Ghosting, Situationships, and Anxiety: Navigating Modern Dating in College
"Modern dating terminology is expanding, but so is our anxiety. How undefined relationships and digital-first communication are taking a toll on college students' mental well-being."
The Era of the Undefined
Welcome to college dating in the modern era, where nobody is actually dating, everyone is "just talking," and the scariest question you can ask is, "What are we?" The rise of the "situationship"—a romantic arrangement that exists in the gray area between a casual hookup and a committed relationship—has become the defining relationship status of Gen Z on campus. While situationships offer the illusion of low stakes and freedom, they often come with a massive, hidden cost to our mental health.
The Anxiety of Ambiguity
Human beings are wired for clarity. When we don't know where we stand with someone we care about, our brains go into overdrive trying to fill in the blanks. Is it okay to double text? Will asking them to my formal come off as "too clingy"? This constant state of hyper-vigilance is exhausting. Situationships thrive on plausible deniability. Because no rules were established, no rules can technically be broken, leaving you feeling entirely unjustified in your heartbreak when things eventually end.
Ghosting as a Trauma Response?
Then there's ghosting. What used to be considered deeply rude is now a highly normalized exit strategy. But why do we do it? For a generation raised on screens with unprecedented levels of social anxiety, confrontation feels terrifying. Ghosting is often an avoidance mechanism—a way to sidestep the discomfort of a difficult conversation. However, for the person being ghosted, it triggers deep feelings of rejection and lack of closure, leading to obsessive overthinking and a plummeting sense of self-worth.

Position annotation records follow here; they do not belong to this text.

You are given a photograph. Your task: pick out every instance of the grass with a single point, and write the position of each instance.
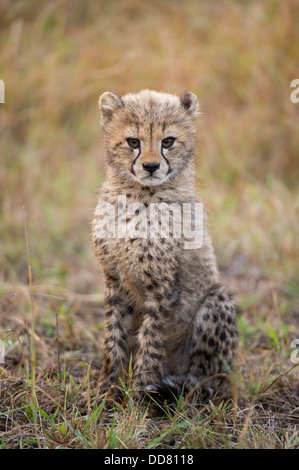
(240, 58)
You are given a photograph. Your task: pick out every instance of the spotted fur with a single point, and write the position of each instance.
(165, 307)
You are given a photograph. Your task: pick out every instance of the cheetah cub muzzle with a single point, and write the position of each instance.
(166, 310)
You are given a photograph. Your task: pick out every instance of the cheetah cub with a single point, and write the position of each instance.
(166, 311)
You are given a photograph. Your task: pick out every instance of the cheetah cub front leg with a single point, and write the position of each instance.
(116, 352)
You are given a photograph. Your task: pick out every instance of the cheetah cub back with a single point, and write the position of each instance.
(165, 308)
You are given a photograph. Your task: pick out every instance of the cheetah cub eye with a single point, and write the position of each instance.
(168, 142)
(133, 143)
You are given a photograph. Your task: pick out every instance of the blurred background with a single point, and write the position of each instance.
(239, 57)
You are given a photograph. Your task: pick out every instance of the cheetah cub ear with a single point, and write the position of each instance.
(190, 103)
(109, 103)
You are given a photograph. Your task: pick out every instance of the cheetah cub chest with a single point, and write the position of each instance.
(165, 307)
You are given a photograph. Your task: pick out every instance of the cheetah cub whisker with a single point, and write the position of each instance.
(165, 307)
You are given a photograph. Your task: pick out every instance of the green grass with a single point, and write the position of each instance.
(239, 58)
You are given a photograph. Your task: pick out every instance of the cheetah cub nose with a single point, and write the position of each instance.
(151, 167)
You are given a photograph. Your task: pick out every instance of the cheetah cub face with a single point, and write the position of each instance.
(149, 136)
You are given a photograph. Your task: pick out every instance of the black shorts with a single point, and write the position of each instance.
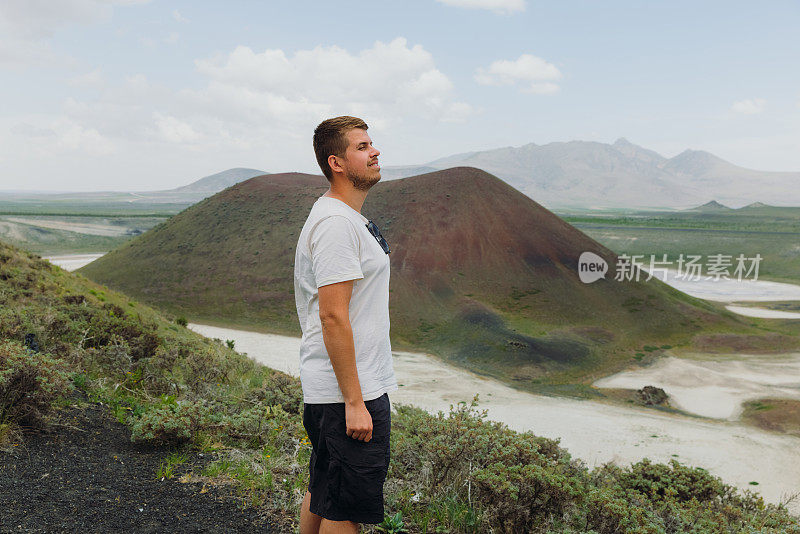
(347, 475)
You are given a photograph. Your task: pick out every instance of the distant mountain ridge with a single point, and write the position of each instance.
(587, 174)
(216, 182)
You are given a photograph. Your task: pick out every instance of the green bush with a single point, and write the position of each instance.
(29, 384)
(171, 423)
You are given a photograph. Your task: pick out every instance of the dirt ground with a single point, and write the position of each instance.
(83, 474)
(776, 415)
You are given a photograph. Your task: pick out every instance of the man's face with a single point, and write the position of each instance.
(360, 161)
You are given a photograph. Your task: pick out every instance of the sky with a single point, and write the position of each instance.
(134, 95)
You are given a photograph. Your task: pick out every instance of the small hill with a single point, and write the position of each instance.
(481, 273)
(711, 206)
(754, 205)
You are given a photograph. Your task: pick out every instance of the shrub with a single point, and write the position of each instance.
(29, 384)
(171, 423)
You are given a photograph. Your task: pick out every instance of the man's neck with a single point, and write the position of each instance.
(349, 195)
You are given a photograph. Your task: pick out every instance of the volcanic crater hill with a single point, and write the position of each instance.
(481, 274)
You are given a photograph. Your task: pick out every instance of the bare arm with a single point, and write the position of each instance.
(337, 334)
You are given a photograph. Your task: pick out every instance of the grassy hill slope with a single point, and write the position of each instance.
(481, 274)
(174, 386)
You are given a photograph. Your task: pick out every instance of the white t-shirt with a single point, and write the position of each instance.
(335, 246)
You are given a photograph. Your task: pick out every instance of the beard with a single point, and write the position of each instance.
(363, 182)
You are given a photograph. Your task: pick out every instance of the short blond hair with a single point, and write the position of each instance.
(330, 139)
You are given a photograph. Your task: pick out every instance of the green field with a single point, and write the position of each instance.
(772, 232)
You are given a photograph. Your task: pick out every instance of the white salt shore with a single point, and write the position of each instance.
(730, 290)
(593, 431)
(70, 262)
(716, 389)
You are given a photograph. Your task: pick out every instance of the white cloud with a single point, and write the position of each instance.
(498, 6)
(92, 78)
(253, 107)
(174, 130)
(27, 25)
(531, 73)
(751, 106)
(389, 80)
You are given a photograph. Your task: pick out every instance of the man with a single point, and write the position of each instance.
(341, 281)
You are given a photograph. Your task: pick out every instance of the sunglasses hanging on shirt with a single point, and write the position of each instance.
(373, 229)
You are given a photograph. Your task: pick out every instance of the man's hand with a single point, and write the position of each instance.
(359, 421)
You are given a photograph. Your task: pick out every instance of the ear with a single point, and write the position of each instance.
(334, 163)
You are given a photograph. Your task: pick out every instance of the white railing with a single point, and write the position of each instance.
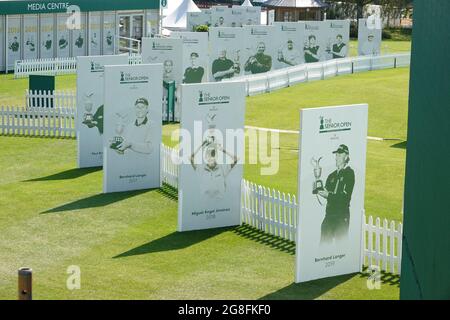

Protecting Your Peace in the Dating Pool
So how do we navigate this minefield without losing our minds?
First, we have to normalize having expectations. It is not "uncool" or "needy" to want basic respect, communication, and clarity. The whole "whoever cares less, wins" mentality is a fast track to emotional isolation. If a relationship status is causing you more anxiety than joy, the ambiguity is no longer serving you.
Second, we need to practice the lost art of the gentle let-down. Sending a quick text saying, "Hey, I've enjoyed getting to know you, but I don't think we're a match," takes 30 seconds and saves the other person weeks of analyzing your read receipts.
Ultimately, college is a time for connection. Don't let the fear of being seen as "too much" prevent you from finding people who are excited to be with you—labels and all.